Question

A box contains $15$ green balls and $10$ yellow balls. If $10$ balls are randomly drawn, one by one, with replacement, then the variance of the number of green balls drawn is:
A. $\dfrac{{12}}{5}$
B. $6$
C. $4$
D. $\dfrac{6}{{25}}$

Answer 1

Hint : First calculate the probability of drawing a green ball out of the box and then the probability of drawing a yellow ball out of the box. Then use the formula of the variance of the number of green balls drawn.

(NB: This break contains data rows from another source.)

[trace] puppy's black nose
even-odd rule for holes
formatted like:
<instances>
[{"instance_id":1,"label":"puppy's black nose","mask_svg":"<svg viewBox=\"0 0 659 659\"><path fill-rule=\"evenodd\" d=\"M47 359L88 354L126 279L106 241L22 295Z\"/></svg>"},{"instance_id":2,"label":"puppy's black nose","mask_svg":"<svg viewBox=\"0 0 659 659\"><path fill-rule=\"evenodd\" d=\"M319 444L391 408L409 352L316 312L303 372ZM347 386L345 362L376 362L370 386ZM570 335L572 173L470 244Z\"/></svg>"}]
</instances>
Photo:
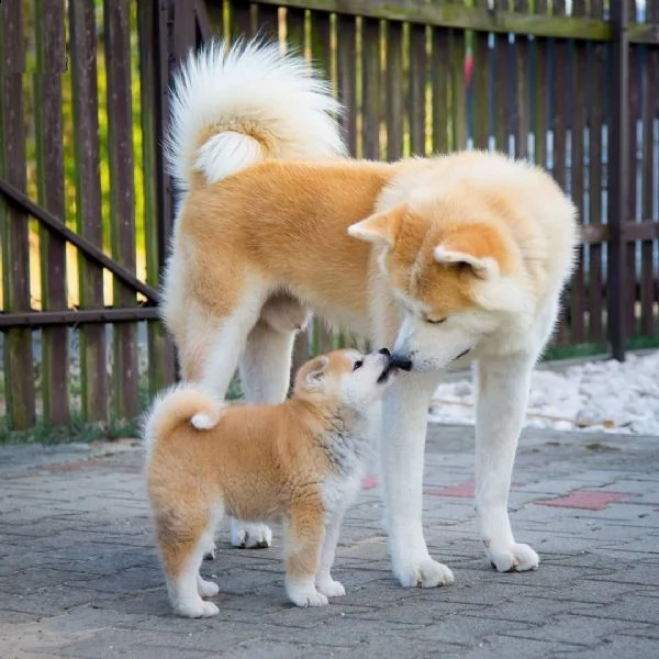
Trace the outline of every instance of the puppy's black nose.
<instances>
[{"instance_id":1,"label":"puppy's black nose","mask_svg":"<svg viewBox=\"0 0 659 659\"><path fill-rule=\"evenodd\" d=\"M403 357L402 355L392 355L389 358L389 364L394 368L400 368L401 370L412 370L412 360L407 357Z\"/></svg>"}]
</instances>

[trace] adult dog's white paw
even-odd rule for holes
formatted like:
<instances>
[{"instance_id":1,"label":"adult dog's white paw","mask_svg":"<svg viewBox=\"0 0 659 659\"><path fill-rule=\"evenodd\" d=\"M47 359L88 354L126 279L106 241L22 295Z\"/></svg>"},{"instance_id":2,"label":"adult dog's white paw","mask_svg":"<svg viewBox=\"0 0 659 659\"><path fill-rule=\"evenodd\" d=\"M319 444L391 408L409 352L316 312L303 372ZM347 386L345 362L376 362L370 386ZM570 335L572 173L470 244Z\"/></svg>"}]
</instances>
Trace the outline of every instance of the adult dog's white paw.
<instances>
[{"instance_id":1,"label":"adult dog's white paw","mask_svg":"<svg viewBox=\"0 0 659 659\"><path fill-rule=\"evenodd\" d=\"M287 582L286 592L295 606L327 606L327 597L320 593L313 583Z\"/></svg>"},{"instance_id":2,"label":"adult dog's white paw","mask_svg":"<svg viewBox=\"0 0 659 659\"><path fill-rule=\"evenodd\" d=\"M399 565L394 566L394 574L405 588L435 588L450 585L455 581L449 568L429 557L415 561L399 561Z\"/></svg>"},{"instance_id":3,"label":"adult dog's white paw","mask_svg":"<svg viewBox=\"0 0 659 659\"><path fill-rule=\"evenodd\" d=\"M214 597L220 592L220 587L214 581L197 580L197 590L202 597Z\"/></svg>"},{"instance_id":4,"label":"adult dog's white paw","mask_svg":"<svg viewBox=\"0 0 659 659\"><path fill-rule=\"evenodd\" d=\"M217 551L217 547L215 543L211 546L211 548L203 555L203 560L215 560L215 554Z\"/></svg>"},{"instance_id":5,"label":"adult dog's white paw","mask_svg":"<svg viewBox=\"0 0 659 659\"><path fill-rule=\"evenodd\" d=\"M515 543L506 549L488 549L488 558L498 572L525 572L535 570L540 562L538 555L528 546Z\"/></svg>"},{"instance_id":6,"label":"adult dog's white paw","mask_svg":"<svg viewBox=\"0 0 659 659\"><path fill-rule=\"evenodd\" d=\"M241 549L264 549L272 544L272 532L265 524L231 521L231 544Z\"/></svg>"},{"instance_id":7,"label":"adult dog's white paw","mask_svg":"<svg viewBox=\"0 0 659 659\"><path fill-rule=\"evenodd\" d=\"M346 589L340 581L334 579L327 579L326 581L319 581L316 588L323 595L327 597L343 597L346 594Z\"/></svg>"},{"instance_id":8,"label":"adult dog's white paw","mask_svg":"<svg viewBox=\"0 0 659 659\"><path fill-rule=\"evenodd\" d=\"M220 613L220 610L212 602L204 602L199 600L198 602L190 602L178 605L176 612L183 617L213 617Z\"/></svg>"}]
</instances>

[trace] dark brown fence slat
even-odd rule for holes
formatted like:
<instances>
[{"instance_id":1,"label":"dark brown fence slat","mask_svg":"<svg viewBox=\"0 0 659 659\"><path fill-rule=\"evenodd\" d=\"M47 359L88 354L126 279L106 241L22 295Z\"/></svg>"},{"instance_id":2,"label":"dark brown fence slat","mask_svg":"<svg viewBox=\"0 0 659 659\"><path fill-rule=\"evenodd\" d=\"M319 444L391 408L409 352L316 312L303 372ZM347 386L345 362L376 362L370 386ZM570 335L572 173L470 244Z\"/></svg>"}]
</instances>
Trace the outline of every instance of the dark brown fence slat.
<instances>
[{"instance_id":1,"label":"dark brown fence slat","mask_svg":"<svg viewBox=\"0 0 659 659\"><path fill-rule=\"evenodd\" d=\"M554 11L558 15L566 12L565 0L558 0L554 4ZM558 185L568 190L567 178L567 135L570 113L570 99L566 94L566 83L570 80L570 42L567 40L552 40L550 46L551 57L551 133L552 133L552 174ZM561 304L560 325L558 343L567 345L570 343L571 319L568 314L572 297L571 287Z\"/></svg>"},{"instance_id":2,"label":"dark brown fence slat","mask_svg":"<svg viewBox=\"0 0 659 659\"><path fill-rule=\"evenodd\" d=\"M451 150L467 146L467 92L465 86L465 32L450 30L448 34L449 93L450 93L450 145Z\"/></svg>"},{"instance_id":3,"label":"dark brown fence slat","mask_svg":"<svg viewBox=\"0 0 659 659\"><path fill-rule=\"evenodd\" d=\"M108 0L105 0L107 2ZM194 0L169 0L172 13L174 57L183 59L197 41Z\"/></svg>"},{"instance_id":4,"label":"dark brown fence slat","mask_svg":"<svg viewBox=\"0 0 659 659\"><path fill-rule=\"evenodd\" d=\"M310 43L306 43L306 52L315 68L332 81L332 70L334 68L334 53L332 49L332 25L331 15L325 12L310 12L309 31L306 36ZM298 340L304 342L304 334L298 336ZM320 319L314 319L312 326L312 346L314 353L326 353L332 349L332 332Z\"/></svg>"},{"instance_id":5,"label":"dark brown fence slat","mask_svg":"<svg viewBox=\"0 0 659 659\"><path fill-rule=\"evenodd\" d=\"M131 34L127 0L105 0L104 46L108 57L108 154L110 158L110 234L112 256L135 270L135 189L131 101ZM114 304L133 306L135 293L114 281ZM124 324L112 333L112 405L119 418L139 412L137 326Z\"/></svg>"},{"instance_id":6,"label":"dark brown fence slat","mask_svg":"<svg viewBox=\"0 0 659 659\"><path fill-rule=\"evenodd\" d=\"M256 5L257 33L264 38L279 41L279 9L267 4Z\"/></svg>"},{"instance_id":7,"label":"dark brown fence slat","mask_svg":"<svg viewBox=\"0 0 659 659\"><path fill-rule=\"evenodd\" d=\"M629 2L630 5L634 2ZM628 8L629 15L634 15L633 8ZM638 161L638 136L637 126L640 119L640 48L641 46L632 45L629 46L629 74L628 74L628 87L629 92L627 96L627 108L628 108L628 127L627 127L627 148L628 148L628 160L627 160L627 186L629 189L629 196L627 199L627 213L623 217L624 228L629 224L635 224L640 220L637 216L637 211L640 210L638 206L637 197L637 179L639 176L639 161ZM627 323L627 336L632 337L636 334L636 302L637 302L637 283L638 277L636 271L637 266L637 245L636 241L630 238L625 239L625 250L627 253L625 259L626 278L624 297L626 299L625 304L625 322Z\"/></svg>"},{"instance_id":8,"label":"dark brown fence slat","mask_svg":"<svg viewBox=\"0 0 659 659\"><path fill-rule=\"evenodd\" d=\"M344 107L340 118L344 139L351 156L357 155L357 33L355 18L336 16L336 76L338 100Z\"/></svg>"},{"instance_id":9,"label":"dark brown fence slat","mask_svg":"<svg viewBox=\"0 0 659 659\"><path fill-rule=\"evenodd\" d=\"M23 18L21 2L0 4L0 177L25 189L25 131L23 125ZM0 196L3 306L30 311L30 245L27 219ZM4 392L9 426L23 429L35 422L32 332L4 334Z\"/></svg>"},{"instance_id":10,"label":"dark brown fence slat","mask_svg":"<svg viewBox=\"0 0 659 659\"><path fill-rule=\"evenodd\" d=\"M652 8L656 9L656 8ZM652 217L659 223L659 217L654 215L655 163L654 163L654 122L659 105L659 47L641 46L641 216ZM656 241L644 241L640 247L640 334L651 337L655 334L655 245Z\"/></svg>"},{"instance_id":11,"label":"dark brown fence slat","mask_svg":"<svg viewBox=\"0 0 659 659\"><path fill-rule=\"evenodd\" d=\"M583 2L576 2L572 9L574 15L585 15L585 5ZM587 47L585 44L572 42L571 53L571 81L572 91L570 93L571 112L571 194L577 209L579 210L579 220L583 223L583 180L584 180L584 152L583 138L585 130L585 105L584 98L585 86L585 66ZM572 276L572 327L571 340L576 344L582 344L585 340L585 284L584 284L584 257L585 248L579 246L577 267Z\"/></svg>"},{"instance_id":12,"label":"dark brown fence slat","mask_svg":"<svg viewBox=\"0 0 659 659\"><path fill-rule=\"evenodd\" d=\"M403 24L390 21L386 25L387 159L398 160L403 155L404 129Z\"/></svg>"},{"instance_id":13,"label":"dark brown fence slat","mask_svg":"<svg viewBox=\"0 0 659 659\"><path fill-rule=\"evenodd\" d=\"M432 31L433 59L431 75L433 79L433 150L437 154L448 152L449 97L448 97L448 31Z\"/></svg>"},{"instance_id":14,"label":"dark brown fence slat","mask_svg":"<svg viewBox=\"0 0 659 659\"><path fill-rule=\"evenodd\" d=\"M628 0L614 2L610 8L613 29L612 47L612 111L608 123L608 228L611 239L606 250L607 328L613 356L625 358L625 243L624 227L629 210L629 40L627 34ZM617 185L616 185L617 183Z\"/></svg>"},{"instance_id":15,"label":"dark brown fence slat","mask_svg":"<svg viewBox=\"0 0 659 659\"><path fill-rule=\"evenodd\" d=\"M255 33L255 8L250 2L231 2L231 38L246 38Z\"/></svg>"},{"instance_id":16,"label":"dark brown fence slat","mask_svg":"<svg viewBox=\"0 0 659 659\"><path fill-rule=\"evenodd\" d=\"M286 41L287 49L304 53L304 25L305 11L303 9L288 9L286 12Z\"/></svg>"},{"instance_id":17,"label":"dark brown fence slat","mask_svg":"<svg viewBox=\"0 0 659 659\"><path fill-rule=\"evenodd\" d=\"M494 8L505 10L507 0L494 0ZM494 137L496 150L509 153L509 116L511 113L511 62L509 59L509 35L494 35Z\"/></svg>"},{"instance_id":18,"label":"dark brown fence slat","mask_svg":"<svg viewBox=\"0 0 659 659\"><path fill-rule=\"evenodd\" d=\"M649 2L646 7L649 23L659 24L659 3ZM659 228L659 190L652 181L659 178L659 166L652 158L652 123L659 121L659 46L648 46L646 49L644 69L644 186L643 186L643 213L645 217L652 217ZM655 203L657 204L655 206ZM641 254L641 333L646 337L656 337L659 334L659 268L656 249L659 248L659 238L643 244Z\"/></svg>"},{"instance_id":19,"label":"dark brown fence slat","mask_svg":"<svg viewBox=\"0 0 659 659\"><path fill-rule=\"evenodd\" d=\"M99 113L93 0L69 2L71 94L76 149L76 223L80 235L102 247ZM78 257L82 309L103 308L103 272L83 255ZM80 331L82 414L87 421L108 418L105 328Z\"/></svg>"},{"instance_id":20,"label":"dark brown fence slat","mask_svg":"<svg viewBox=\"0 0 659 659\"><path fill-rule=\"evenodd\" d=\"M380 158L380 23L361 21L361 157Z\"/></svg>"},{"instance_id":21,"label":"dark brown fence slat","mask_svg":"<svg viewBox=\"0 0 659 659\"><path fill-rule=\"evenodd\" d=\"M158 141L161 71L157 54L157 7L153 2L137 3L137 34L139 46L139 105L142 120L142 160L144 169L144 231L146 245L146 281L157 288L160 266L165 255L160 254L158 189L153 185L160 167L160 144ZM147 324L148 390L154 395L158 390L176 379L176 360L171 339L157 320Z\"/></svg>"},{"instance_id":22,"label":"dark brown fence slat","mask_svg":"<svg viewBox=\"0 0 659 659\"><path fill-rule=\"evenodd\" d=\"M424 25L410 25L410 152L424 156L426 148L426 81L427 30ZM399 91L401 93L401 91Z\"/></svg>"},{"instance_id":23,"label":"dark brown fence slat","mask_svg":"<svg viewBox=\"0 0 659 659\"><path fill-rule=\"evenodd\" d=\"M513 8L521 14L529 12L528 0L514 0ZM530 64L530 46L528 37L524 34L515 35L515 43L512 44L515 62L515 112L514 119L515 135L515 156L526 158L528 156L528 132L530 126L530 116L528 108L528 76Z\"/></svg>"},{"instance_id":24,"label":"dark brown fence slat","mask_svg":"<svg viewBox=\"0 0 659 659\"><path fill-rule=\"evenodd\" d=\"M589 201L590 226L602 226L602 127L608 99L607 46L590 43L587 89L589 112ZM602 244L589 245L589 339L601 343L604 333L604 281L602 275Z\"/></svg>"},{"instance_id":25,"label":"dark brown fence slat","mask_svg":"<svg viewBox=\"0 0 659 659\"><path fill-rule=\"evenodd\" d=\"M64 69L64 5L43 0L35 13L36 68L36 178L37 200L63 223L64 147L62 134L62 72ZM40 227L42 304L62 311L67 304L66 243ZM42 334L42 398L44 421L60 426L69 421L68 333L49 327Z\"/></svg>"},{"instance_id":26,"label":"dark brown fence slat","mask_svg":"<svg viewBox=\"0 0 659 659\"><path fill-rule=\"evenodd\" d=\"M487 8L488 0L476 0L476 7ZM490 111L491 93L494 88L491 75L491 55L489 46L490 35L487 32L474 32L472 36L472 134L473 146L487 149L490 145Z\"/></svg>"}]
</instances>

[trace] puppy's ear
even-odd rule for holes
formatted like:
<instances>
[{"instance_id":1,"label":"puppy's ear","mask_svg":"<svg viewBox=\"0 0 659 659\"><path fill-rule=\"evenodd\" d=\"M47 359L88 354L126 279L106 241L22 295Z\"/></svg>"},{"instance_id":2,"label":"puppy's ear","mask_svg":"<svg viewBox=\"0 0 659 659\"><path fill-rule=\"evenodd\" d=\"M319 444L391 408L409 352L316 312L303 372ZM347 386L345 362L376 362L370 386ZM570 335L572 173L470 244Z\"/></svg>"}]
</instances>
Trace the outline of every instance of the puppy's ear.
<instances>
[{"instance_id":1,"label":"puppy's ear","mask_svg":"<svg viewBox=\"0 0 659 659\"><path fill-rule=\"evenodd\" d=\"M348 234L367 243L393 247L404 216L405 208L402 205L382 211L348 226Z\"/></svg>"},{"instance_id":2,"label":"puppy's ear","mask_svg":"<svg viewBox=\"0 0 659 659\"><path fill-rule=\"evenodd\" d=\"M304 383L311 388L317 387L325 376L328 362L330 360L324 355L321 355L309 362L305 367L306 375L304 376Z\"/></svg>"},{"instance_id":3,"label":"puppy's ear","mask_svg":"<svg viewBox=\"0 0 659 659\"><path fill-rule=\"evenodd\" d=\"M495 279L511 260L504 236L485 224L460 226L445 236L433 256L438 264L467 266L480 279Z\"/></svg>"}]
</instances>

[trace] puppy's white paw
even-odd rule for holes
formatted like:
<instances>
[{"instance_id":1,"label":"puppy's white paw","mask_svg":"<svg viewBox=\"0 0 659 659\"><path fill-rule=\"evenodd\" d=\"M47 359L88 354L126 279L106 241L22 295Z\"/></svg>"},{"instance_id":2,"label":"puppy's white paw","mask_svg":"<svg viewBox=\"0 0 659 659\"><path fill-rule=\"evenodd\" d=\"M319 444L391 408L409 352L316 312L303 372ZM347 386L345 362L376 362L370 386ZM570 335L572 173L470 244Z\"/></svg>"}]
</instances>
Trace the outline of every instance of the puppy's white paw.
<instances>
[{"instance_id":1,"label":"puppy's white paw","mask_svg":"<svg viewBox=\"0 0 659 659\"><path fill-rule=\"evenodd\" d=\"M196 602L187 602L179 604L176 607L176 612L183 617L213 617L220 613L220 610L212 602L204 602L199 599Z\"/></svg>"},{"instance_id":2,"label":"puppy's white paw","mask_svg":"<svg viewBox=\"0 0 659 659\"><path fill-rule=\"evenodd\" d=\"M319 581L316 588L323 595L327 597L343 597L346 594L346 589L340 581L334 579L327 579L325 581Z\"/></svg>"},{"instance_id":3,"label":"puppy's white paw","mask_svg":"<svg viewBox=\"0 0 659 659\"><path fill-rule=\"evenodd\" d=\"M231 521L231 544L241 549L264 549L272 544L272 532L265 524Z\"/></svg>"},{"instance_id":4,"label":"puppy's white paw","mask_svg":"<svg viewBox=\"0 0 659 659\"><path fill-rule=\"evenodd\" d=\"M401 582L401 585L405 588L450 585L455 580L449 568L429 557L415 561L399 561L394 566L394 574Z\"/></svg>"},{"instance_id":5,"label":"puppy's white paw","mask_svg":"<svg viewBox=\"0 0 659 659\"><path fill-rule=\"evenodd\" d=\"M313 583L287 581L286 593L295 606L327 606L327 597Z\"/></svg>"},{"instance_id":6,"label":"puppy's white paw","mask_svg":"<svg viewBox=\"0 0 659 659\"><path fill-rule=\"evenodd\" d=\"M488 558L498 572L525 572L535 570L540 562L538 555L528 546L515 543L505 549L488 548Z\"/></svg>"},{"instance_id":7,"label":"puppy's white paw","mask_svg":"<svg viewBox=\"0 0 659 659\"><path fill-rule=\"evenodd\" d=\"M202 597L214 597L220 592L220 587L214 581L198 579L197 590Z\"/></svg>"}]
</instances>

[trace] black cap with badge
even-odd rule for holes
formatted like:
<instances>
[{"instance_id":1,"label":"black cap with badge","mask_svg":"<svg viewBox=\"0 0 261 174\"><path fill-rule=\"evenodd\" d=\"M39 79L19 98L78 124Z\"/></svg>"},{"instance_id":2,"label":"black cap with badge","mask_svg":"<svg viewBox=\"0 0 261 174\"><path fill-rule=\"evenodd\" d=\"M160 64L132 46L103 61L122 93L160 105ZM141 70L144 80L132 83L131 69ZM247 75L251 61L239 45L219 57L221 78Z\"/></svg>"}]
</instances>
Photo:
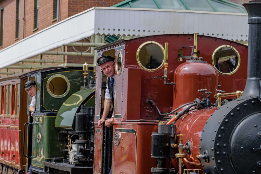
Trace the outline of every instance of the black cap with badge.
<instances>
[{"instance_id":1,"label":"black cap with badge","mask_svg":"<svg viewBox=\"0 0 261 174\"><path fill-rule=\"evenodd\" d=\"M25 83L23 87L25 88L25 90L26 91L27 89L31 87L33 85L35 85L36 84L35 82L32 80L29 80Z\"/></svg>"},{"instance_id":2,"label":"black cap with badge","mask_svg":"<svg viewBox=\"0 0 261 174\"><path fill-rule=\"evenodd\" d=\"M114 58L109 55L106 55L102 56L97 59L97 63L98 65L100 66L101 64L106 62L107 61L114 61Z\"/></svg>"}]
</instances>

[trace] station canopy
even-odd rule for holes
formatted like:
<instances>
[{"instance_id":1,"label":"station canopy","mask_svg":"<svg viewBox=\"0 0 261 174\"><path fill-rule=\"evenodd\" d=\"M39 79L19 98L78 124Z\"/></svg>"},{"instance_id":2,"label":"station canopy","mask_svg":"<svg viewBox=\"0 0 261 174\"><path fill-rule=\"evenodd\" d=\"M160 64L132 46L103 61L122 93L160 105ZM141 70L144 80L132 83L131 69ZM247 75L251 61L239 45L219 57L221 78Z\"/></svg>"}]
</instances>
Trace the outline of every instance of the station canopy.
<instances>
[{"instance_id":1,"label":"station canopy","mask_svg":"<svg viewBox=\"0 0 261 174\"><path fill-rule=\"evenodd\" d=\"M93 7L0 51L0 68L95 35L140 37L197 32L247 41L247 14L243 6L228 2L127 0L112 7Z\"/></svg>"},{"instance_id":2,"label":"station canopy","mask_svg":"<svg viewBox=\"0 0 261 174\"><path fill-rule=\"evenodd\" d=\"M247 13L242 5L226 0L126 0L112 7Z\"/></svg>"}]
</instances>

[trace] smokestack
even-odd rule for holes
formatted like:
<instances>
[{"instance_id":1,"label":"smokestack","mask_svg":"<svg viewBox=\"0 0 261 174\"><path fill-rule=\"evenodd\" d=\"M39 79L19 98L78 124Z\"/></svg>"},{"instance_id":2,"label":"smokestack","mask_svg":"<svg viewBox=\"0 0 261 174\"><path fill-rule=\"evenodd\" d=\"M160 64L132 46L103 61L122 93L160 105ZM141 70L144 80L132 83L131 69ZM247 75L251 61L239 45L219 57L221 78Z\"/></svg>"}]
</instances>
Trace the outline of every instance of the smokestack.
<instances>
[{"instance_id":1,"label":"smokestack","mask_svg":"<svg viewBox=\"0 0 261 174\"><path fill-rule=\"evenodd\" d=\"M243 5L248 14L249 25L247 78L240 99L258 96L261 80L261 1L251 1Z\"/></svg>"}]
</instances>

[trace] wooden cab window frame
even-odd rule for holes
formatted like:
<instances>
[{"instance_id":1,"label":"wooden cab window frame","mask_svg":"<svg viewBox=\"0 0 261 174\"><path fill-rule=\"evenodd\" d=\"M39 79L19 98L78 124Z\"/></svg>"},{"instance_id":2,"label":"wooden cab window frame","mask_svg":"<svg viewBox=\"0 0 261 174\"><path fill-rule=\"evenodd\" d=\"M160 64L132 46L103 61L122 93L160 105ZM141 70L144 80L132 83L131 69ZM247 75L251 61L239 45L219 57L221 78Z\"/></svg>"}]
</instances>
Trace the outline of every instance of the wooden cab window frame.
<instances>
[{"instance_id":1,"label":"wooden cab window frame","mask_svg":"<svg viewBox=\"0 0 261 174\"><path fill-rule=\"evenodd\" d=\"M15 109L16 107L16 86L15 84L12 84L12 94L11 96L11 115L15 115Z\"/></svg>"}]
</instances>

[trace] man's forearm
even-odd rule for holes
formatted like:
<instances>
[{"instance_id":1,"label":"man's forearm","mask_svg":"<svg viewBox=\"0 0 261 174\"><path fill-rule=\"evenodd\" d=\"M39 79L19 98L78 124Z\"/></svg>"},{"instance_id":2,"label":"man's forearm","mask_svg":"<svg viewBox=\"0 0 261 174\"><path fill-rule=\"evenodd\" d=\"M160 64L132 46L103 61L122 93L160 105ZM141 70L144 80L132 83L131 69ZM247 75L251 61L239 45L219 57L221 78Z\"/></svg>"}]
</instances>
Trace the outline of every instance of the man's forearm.
<instances>
[{"instance_id":1,"label":"man's forearm","mask_svg":"<svg viewBox=\"0 0 261 174\"><path fill-rule=\"evenodd\" d=\"M110 99L105 99L104 101L104 110L103 110L103 113L102 118L104 119L106 119L109 113L109 112L110 112L111 105L111 101Z\"/></svg>"},{"instance_id":2,"label":"man's forearm","mask_svg":"<svg viewBox=\"0 0 261 174\"><path fill-rule=\"evenodd\" d=\"M33 106L29 106L29 110L31 112L32 112L34 111L35 109L35 108Z\"/></svg>"}]
</instances>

Complete step-by-step answer :
The total number of balls in the box are $25$ . The probability is always the ratio of the number of possible outcomes to the number of total outcomes.
The number of possible outcomes for drawing a green ball are $15$ . So, the probability of drawing a green ball out of box is $\dfrac{{15}}{{25}} = \dfrac{3}{5}$ .
The number of possible outcomes for drawing a yellow ball are $10$ . So, the probability of drawing a yellow ball out of box is $\dfrac{{10}}{{25}} = \dfrac{2}{5}$ .
It is given that the balls are drawn with replacement. So, there is no change in drawing any type of ball.
So, the probability of first outcome is $p = \dfrac{3}{5}$ and the probability of second outcome is $q = \dfrac{2}{5}$ .
As given only $10$ balls are drawn from the box. So, the value of $n$ is equal to $10$ .
The variance of number of green balls drawn is:
$npq = 10 \times \dfrac{3}{5} \times \dfrac{2}{5} \\\ = \dfrac{{12}}{5} \\\$
So, the variance of the number of green balls drawn is equal to $\dfrac{{12}}{5}$ .
So, the correct answer is “Option ”.A

Note : The formula for the probability is the number of favorable outcomes to the number of total outcomes. As given in the question the balls are drawn with replacement. So, the probability of drawing any type of ball remains the same all the time.